Quasi sempre gli insegnamenti migliori ci arrivano da chi ha molto, molto meno di noi. L’amore di una mamma è qualcosa di immenso e io me ne sono resa conto a 33 anni suonati.
Quando avevo in grembo Matteo, rimasi allibita davanti al gesto di un’amica nei confronti di suo figlio. Avvicinò la bocca al suo nasino e aspirò in un sol colpo i muchi che ostruivano il respiro di quell’esserino.
“È così che fanno le mamme africane, – asserì con gli occhi che brillavano – in mancanza dell’aspira muco…”
Ebbene, la storia di un ospedale di Bogotà ha qualcosa di simile. Qui nel ’78 i soldi erano talmente pochi da non poter acquistare delle incubatrici. Fu allora che prese vita il metodo della “mamma-canguro“: il bimbo nato prematuro continua a crescere sul petto nudo della mamma, col suo calore, tra le sue braccia.
Una tecnica, quella della “mamma-canguro”, che sta prendendo sempre più piede anche qui da noi, a Torino, come a Trieste e a Roma.
Riccardo Davanzo, neonatologo al Burlo Garofolo di Trieste ha pubblicato uno studio su Acta Paediatrica che raccoglie l’esperienza della sua terapia insieme con quella di altri 8 paesi in 4 continenti.
Si legge:
“La cura della mamma-canguro rafforza l’attaccamento fra madre e figlio, favorisce l’allattamento, ha effetti positivi sullo sviluppo e la serenità del bambino”.

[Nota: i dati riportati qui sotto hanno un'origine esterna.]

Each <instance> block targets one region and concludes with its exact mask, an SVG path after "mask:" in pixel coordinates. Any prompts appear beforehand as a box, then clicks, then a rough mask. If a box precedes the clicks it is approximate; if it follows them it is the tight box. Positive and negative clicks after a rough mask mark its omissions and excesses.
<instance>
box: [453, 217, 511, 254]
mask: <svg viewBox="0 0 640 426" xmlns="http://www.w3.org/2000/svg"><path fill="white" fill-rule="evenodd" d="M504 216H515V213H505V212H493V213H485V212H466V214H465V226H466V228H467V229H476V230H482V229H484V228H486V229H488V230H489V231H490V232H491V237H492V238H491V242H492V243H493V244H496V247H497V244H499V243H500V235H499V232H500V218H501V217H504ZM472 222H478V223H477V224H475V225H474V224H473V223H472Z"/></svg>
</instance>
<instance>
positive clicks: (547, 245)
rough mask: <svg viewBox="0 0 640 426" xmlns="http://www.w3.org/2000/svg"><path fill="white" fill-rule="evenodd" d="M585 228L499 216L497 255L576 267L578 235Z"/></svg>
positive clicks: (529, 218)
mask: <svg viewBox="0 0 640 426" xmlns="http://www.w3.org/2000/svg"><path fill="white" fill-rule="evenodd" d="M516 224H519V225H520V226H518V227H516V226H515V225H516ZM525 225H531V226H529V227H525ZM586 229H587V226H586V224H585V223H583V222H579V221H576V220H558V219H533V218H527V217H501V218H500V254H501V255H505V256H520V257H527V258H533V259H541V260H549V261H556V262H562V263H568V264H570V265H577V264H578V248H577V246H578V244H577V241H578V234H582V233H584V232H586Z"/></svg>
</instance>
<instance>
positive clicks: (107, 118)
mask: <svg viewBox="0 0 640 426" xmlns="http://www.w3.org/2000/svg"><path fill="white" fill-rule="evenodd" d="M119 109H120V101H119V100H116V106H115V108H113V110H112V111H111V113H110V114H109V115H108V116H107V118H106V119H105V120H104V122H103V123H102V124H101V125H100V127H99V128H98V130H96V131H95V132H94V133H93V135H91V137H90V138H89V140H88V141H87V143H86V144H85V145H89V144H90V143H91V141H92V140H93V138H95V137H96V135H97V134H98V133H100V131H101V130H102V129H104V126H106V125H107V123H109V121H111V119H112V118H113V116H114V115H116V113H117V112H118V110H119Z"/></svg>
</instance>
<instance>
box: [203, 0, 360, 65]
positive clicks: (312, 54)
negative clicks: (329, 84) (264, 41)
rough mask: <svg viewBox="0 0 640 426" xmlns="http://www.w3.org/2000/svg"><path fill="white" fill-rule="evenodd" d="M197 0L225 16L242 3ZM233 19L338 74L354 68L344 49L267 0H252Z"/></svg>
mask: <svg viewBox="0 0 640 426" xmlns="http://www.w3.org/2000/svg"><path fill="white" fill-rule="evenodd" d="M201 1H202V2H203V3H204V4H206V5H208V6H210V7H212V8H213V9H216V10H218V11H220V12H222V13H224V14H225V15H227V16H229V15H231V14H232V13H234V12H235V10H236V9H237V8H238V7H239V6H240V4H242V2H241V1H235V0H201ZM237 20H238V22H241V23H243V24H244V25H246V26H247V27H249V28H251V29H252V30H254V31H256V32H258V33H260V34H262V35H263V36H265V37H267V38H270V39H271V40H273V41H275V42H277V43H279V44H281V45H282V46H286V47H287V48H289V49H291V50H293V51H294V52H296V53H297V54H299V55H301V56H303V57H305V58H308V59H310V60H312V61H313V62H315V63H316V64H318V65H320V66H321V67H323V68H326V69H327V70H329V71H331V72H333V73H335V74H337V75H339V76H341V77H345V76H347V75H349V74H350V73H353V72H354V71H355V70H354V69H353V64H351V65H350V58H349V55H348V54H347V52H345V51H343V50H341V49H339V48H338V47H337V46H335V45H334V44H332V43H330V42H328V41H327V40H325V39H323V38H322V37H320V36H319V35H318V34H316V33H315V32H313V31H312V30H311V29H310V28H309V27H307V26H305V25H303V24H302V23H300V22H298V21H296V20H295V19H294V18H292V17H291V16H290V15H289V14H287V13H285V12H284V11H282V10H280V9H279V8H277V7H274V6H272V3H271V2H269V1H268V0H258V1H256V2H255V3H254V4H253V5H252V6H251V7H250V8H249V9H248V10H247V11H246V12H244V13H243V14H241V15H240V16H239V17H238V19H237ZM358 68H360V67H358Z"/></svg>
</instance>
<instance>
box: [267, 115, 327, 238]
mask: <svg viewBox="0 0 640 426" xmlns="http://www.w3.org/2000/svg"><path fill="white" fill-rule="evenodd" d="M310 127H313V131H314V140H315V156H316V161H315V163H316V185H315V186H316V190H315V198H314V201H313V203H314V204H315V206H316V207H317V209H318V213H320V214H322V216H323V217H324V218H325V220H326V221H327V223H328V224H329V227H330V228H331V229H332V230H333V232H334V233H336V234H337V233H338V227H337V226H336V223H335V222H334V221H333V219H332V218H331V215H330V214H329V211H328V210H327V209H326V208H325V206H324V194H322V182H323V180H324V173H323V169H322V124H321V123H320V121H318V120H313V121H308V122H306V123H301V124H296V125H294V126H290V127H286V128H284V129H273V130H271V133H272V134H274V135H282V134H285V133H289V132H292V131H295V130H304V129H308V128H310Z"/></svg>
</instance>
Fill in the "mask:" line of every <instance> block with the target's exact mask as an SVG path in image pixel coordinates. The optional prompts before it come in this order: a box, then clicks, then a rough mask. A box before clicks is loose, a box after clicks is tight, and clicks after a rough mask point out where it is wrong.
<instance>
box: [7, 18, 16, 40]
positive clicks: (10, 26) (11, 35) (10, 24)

Leggi anche: Il Grembo Armonico: quando la musica coccola il feto
Dal contatto con la pelle della mamma ci sono solo benefici: il piccolo respira meglio e ha già modo di conoscere gli stimoli del tatto e dell’olfatto.
E quando a fare da canguro è il papà, i benefici sono gli stessi. L’importante è il calore, l’abbraccio, l’amore. Respirare con lo stesso ritmo, confondere i corpi.